The full optimization loss is:

\[\mathcal{L} = \mathcal{L}_{\text{rgb}} + \alpha \mathcal{L}_{\text{d}} + \beta \mathcal{L}_{\text{n}} + \gamma \mathcal{L}_{\text{p}} + \delta \mathcal{L}_{\text{s}}\]

Where:

  • \(\mathcal{L}_{\text{rgb}}\): Standard L1 + D-SSIM loss.
  • \(\mathcal{L}_{\text{d}}\): Depth Distortion Loss to concentrate weight along rays.
  • \(\mathcal{L}_{\text{n}}\): Normal Consistency Loss to align splat normals with surface geometry.
  • \(\mathcal{L}_{\text{p}}\): Position Loss to prevent Gaussians from drifting off their parent triangle.
  • \(\mathcal{L}_{\text{s}}\): Scale Loss to prevent jittering caused by oversized Gaussians.

🧬 Binding Inheritance (Adaptive Density Control)

To represent fine details like hair or textures, we use adaptive density control with a custom strategy:

  • Densification: When a Gaussian is split or cloned, the new primitives inherit the index of the parent triangle.
  • Pruning: Low-opacity Gaussians are removed, but a constraint ensures each triangle always maintains at least one Gaussian to prevent holes in the scene during editing.
  • Outlier Removal: Any Gaussian that moves beyond a specific distance threshold from the mesh center is pruned to ensure stability.

3. User Editing via ARAP

Once the Gaussians are rigged, users can manipulate the mesh using As-Rigid-As-Possible (ARAP) deformation.
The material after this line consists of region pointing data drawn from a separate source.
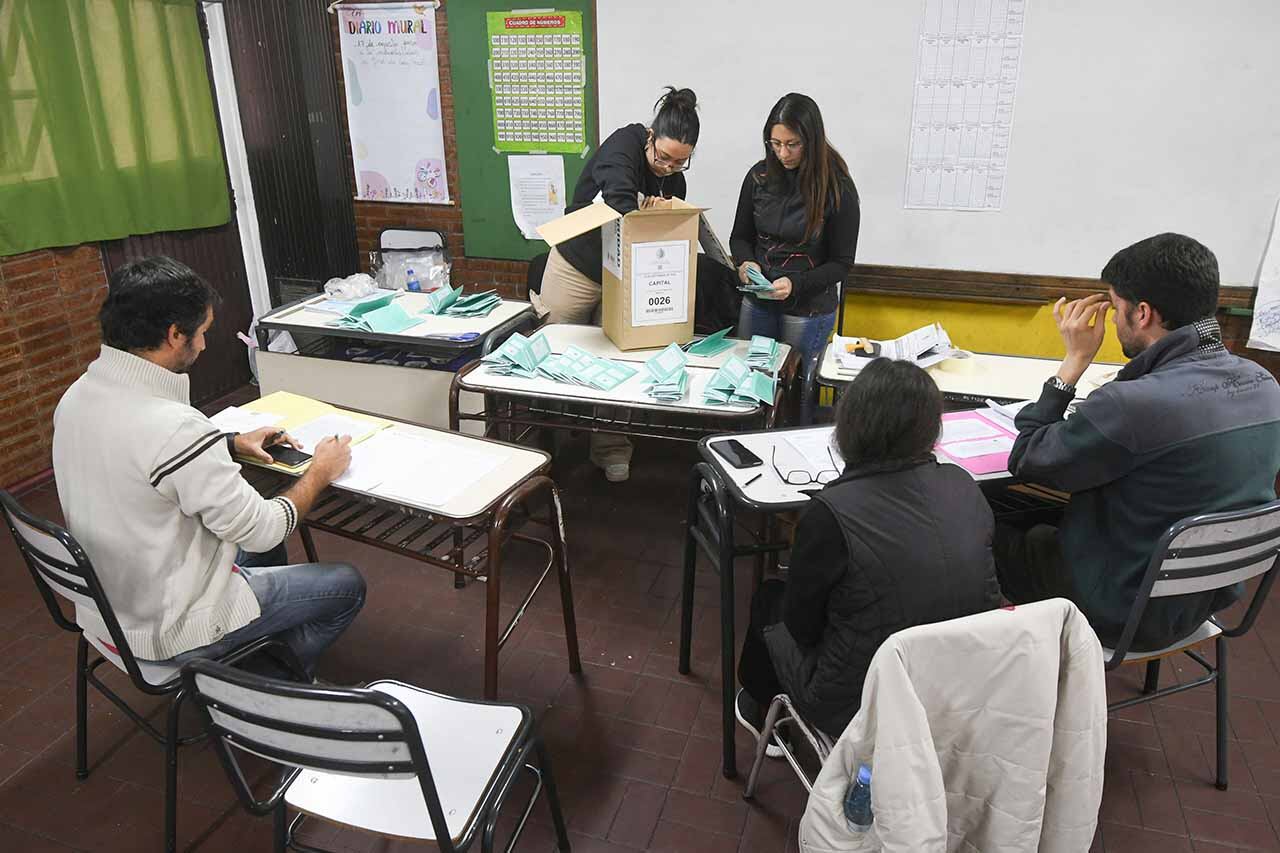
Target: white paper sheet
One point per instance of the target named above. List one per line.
(536, 190)
(311, 433)
(979, 447)
(240, 420)
(965, 429)
(963, 109)
(1265, 332)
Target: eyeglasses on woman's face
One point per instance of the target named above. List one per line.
(666, 160)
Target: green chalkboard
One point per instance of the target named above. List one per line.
(488, 228)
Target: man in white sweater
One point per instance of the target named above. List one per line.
(188, 553)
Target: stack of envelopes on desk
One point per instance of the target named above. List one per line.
(519, 356)
(667, 378)
(763, 352)
(736, 383)
(474, 305)
(378, 315)
(580, 368)
(712, 345)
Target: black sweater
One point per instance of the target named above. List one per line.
(768, 229)
(617, 172)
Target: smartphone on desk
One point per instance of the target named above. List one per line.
(736, 455)
(288, 456)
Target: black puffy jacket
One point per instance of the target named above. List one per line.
(918, 550)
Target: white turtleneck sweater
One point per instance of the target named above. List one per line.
(150, 491)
Because the Gaussians are bound to the local space of the triangles, the global rendering updates in real-time as the vertices move, without requiring any further optimization.


Key Contributions

  • Flexible Real-Time Editing: The first framework to enable general scene editing using 2D Gaussian Splatting and mesh deformation.
  • 2D Dimensionality Simplification: Enhances consistency and reduces computational overhead by treating mesh faces as tangent planes.
  • Binding Inheritance: A robust strategy to maintain geometric coherence during adaptive densification.

Results

GaussCraft_Results

  • Performance: Achieves high-quality synthesis at ~15 FPS on a single RTX 3090 TI.
  • Comparison: Outperforms NeRF-Editing in both speed (10 mins vs 16 hours training) and visual metrics (SSIM 0.96 vs 0.94).
  • Versatility: Successfully tested on NeRF Synthetic, DTU, and Mixamo datasets, demonstrating stability in both synthetic and real-world captures.

Limitations and Future Work

  • Static Lighting: Shadows and specularities remain baked into the Gaussians, which can look inconsistent after large deformations.
  • Mesh Dependency: The quality is tied to the initial reconstructed mesh resolution.
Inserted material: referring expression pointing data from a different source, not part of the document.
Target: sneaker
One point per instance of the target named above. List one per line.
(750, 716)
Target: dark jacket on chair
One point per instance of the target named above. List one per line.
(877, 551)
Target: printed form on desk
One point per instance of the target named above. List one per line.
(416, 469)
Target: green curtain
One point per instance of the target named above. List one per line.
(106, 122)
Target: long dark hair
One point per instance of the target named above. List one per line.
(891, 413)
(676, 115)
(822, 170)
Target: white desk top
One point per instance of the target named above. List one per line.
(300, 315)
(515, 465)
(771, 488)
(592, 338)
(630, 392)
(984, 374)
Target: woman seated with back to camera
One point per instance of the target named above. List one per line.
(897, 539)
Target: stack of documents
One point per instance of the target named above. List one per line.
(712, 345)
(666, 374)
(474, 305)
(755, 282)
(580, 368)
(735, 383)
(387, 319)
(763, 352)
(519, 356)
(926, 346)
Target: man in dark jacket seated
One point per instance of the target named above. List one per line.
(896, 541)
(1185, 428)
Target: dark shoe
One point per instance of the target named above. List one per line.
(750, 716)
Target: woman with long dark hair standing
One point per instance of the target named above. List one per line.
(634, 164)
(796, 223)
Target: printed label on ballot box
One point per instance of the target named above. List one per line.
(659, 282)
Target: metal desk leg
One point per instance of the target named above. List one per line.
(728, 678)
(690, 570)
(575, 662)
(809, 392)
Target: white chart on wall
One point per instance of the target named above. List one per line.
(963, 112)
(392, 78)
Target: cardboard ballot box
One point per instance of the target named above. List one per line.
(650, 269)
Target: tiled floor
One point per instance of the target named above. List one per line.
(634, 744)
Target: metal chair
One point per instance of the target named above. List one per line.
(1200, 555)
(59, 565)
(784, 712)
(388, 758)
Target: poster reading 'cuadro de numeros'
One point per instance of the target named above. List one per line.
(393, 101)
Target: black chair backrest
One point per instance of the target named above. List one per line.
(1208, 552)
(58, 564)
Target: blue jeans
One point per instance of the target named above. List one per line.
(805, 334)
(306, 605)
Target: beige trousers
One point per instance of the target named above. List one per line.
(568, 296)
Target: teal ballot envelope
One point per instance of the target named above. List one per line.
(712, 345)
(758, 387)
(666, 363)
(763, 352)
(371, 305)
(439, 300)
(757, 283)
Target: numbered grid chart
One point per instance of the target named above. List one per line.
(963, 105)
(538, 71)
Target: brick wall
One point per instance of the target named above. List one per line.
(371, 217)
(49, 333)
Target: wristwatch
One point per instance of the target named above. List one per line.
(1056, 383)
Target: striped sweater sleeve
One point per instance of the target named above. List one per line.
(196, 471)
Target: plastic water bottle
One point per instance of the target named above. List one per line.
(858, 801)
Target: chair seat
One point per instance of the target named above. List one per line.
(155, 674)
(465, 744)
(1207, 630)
Future work involves integrating Relighting and dynamic mesh subdivision to handle complex topological changes.


Conclusion

GaussCraft proves that rigged 2D Gaussians are a powerful representation for editable 3D scenes. By anchoring Gaussians to an explicit mesh and optimizing with geometric regularizers, we provide a foundation for the next generation of real-time, interactive digital content creation.